Il codice che restituisce lo controlli con quello che ti viene fornito.

----------

## shev

 *innovatel wrote:*   

> la iso l'ho scaricata...

 

E fin qui ok   :Laughing: 

 *Quote:*   

> scompattata

 

Qui va già meno bene. Una iso è un'immagine tratta da un cd, non va scompattata ma semplicemente masterizzata su un cd (e non come un normale file di dati). Ora, tu mi pare di capire hai scaricato la tua immagine da qui. A questo punto se vuoi masterizzarla tramite Nero in windows (o altro programma, non so che usi), devi cercare nel menu File (vado a memoria, è una vita che non lo uso) la voce "scrivi immagine" (o simile). Scegli la iso che hai scaricato nella finestra che ti darà e procedi seguendo le istruzioni (i valori di default andranno bene). Non masterizzarla come un file normale, non scompattarla (non è da scompattare, non è un archivio compresso, è già pronta così). In rete cmq trovi qualche guida per masterizzare iso in windows.

 *Quote:*   

> l'md5 come lo si controlla?

 

Semplice. Procurati un qualsiasi eseguibile che calcoli il digest md5 (per windows ne trovi uno qui, ma ce ne sono mille altri, puoi scrivertelo anche da te), quindi da il comando "md5sum path/tua/immagine/nome_immagine.iso e confronta la stringa che ti da in output (ci metterà un po' a calcolarla, lascialo fare) con quella che trovi nel file md5 che trovi dove hai scaricato la tua iso. Se sono uguali allora l'immagine è integra, in caso contrario va riscaricata perchè qualcosa non va.
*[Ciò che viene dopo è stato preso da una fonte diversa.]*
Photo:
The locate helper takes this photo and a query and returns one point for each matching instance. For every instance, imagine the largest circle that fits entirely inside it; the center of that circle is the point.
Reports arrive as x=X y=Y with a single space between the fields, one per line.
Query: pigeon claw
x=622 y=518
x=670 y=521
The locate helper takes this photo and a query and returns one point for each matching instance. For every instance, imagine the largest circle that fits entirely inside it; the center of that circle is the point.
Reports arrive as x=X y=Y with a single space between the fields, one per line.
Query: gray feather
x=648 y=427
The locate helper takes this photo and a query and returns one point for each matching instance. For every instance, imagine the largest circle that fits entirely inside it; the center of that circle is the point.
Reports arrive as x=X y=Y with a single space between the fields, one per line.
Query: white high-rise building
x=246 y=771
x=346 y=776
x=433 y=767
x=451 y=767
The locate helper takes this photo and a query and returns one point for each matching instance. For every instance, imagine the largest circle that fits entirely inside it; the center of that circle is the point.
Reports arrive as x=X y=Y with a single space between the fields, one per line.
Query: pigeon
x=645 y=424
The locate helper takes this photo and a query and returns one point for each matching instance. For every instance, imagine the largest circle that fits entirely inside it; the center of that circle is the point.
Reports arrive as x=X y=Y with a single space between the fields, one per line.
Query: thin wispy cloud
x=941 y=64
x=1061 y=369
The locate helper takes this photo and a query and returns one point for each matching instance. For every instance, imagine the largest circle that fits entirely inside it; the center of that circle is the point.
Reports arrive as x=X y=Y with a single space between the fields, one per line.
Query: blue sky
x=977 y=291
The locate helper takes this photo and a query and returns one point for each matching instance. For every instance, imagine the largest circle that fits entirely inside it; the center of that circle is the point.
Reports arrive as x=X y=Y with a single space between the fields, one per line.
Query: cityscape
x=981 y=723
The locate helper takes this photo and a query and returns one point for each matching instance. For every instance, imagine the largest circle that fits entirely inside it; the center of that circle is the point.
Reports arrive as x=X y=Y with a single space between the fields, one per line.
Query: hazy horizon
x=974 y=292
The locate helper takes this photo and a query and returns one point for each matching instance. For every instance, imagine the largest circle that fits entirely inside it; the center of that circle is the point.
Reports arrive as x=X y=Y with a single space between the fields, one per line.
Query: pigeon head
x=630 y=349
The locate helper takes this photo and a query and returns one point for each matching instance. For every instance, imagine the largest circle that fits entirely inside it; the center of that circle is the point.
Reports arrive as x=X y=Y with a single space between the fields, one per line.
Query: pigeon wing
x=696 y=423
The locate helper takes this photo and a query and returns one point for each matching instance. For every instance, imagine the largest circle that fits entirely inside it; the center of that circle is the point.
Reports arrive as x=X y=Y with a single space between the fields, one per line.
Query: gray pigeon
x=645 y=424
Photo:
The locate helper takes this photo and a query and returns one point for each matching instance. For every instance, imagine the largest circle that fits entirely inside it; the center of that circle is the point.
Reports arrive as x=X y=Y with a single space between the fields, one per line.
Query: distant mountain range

Se non hai chiaro qualcosa chiedi pure  :Wink: 

EDIT: scusate la risposta doppia già data da altri, ma quando ho cominciato a scrivere nessuno aveva ancora risposto  :Razz: Last edited by shev on Mon Jul 28, 2003 9:24 am; edited 1 time in total

----------

## innovatel

 *Dani Tsevech wrote:*   

> inno! Che mi combini? Mi scompatti le iso? Si masterizzano usando l'opzione scrivi cd da immagine, non devi scomprimerle   C'è anche nel thread in rilievo sul forum di html.it  

 

ecco il perchè  :Very Happy: 

sta sera ci riprovo ... promesso  :Smile: 

ora sono @ work ... che sfiga  :Very Happy: 

grazie cerri, mi hai imparato una cosa nuova  :Smile: 

----------

## cerri

 *innovatel wrote:*   

> grazie cerri, mi hai imparato una cosa nuova 

 

insegnato, cosi' sono due  :Very Happy:   :Very Happy:   :Very Happy: 

----------

## Dani Tsevech

 *cerri wrote:*   

>  *innovatel wrote:*   grazie cerri, mi hai imparato una cosa nuova  
> 
> insegnato, cosi' sono due   

 

LOL   :Laughing:   :Laughing: 

----------

## innovatel

 *cerri wrote:*   

> insegnato, cosi' sono due   

 

no no ... si dice imparato  :Very Happy: 

----------

## innovatel

Vi aggiorno per la cronaca

1) iso riscaricata (l'ho persa sul pc :fagiano: )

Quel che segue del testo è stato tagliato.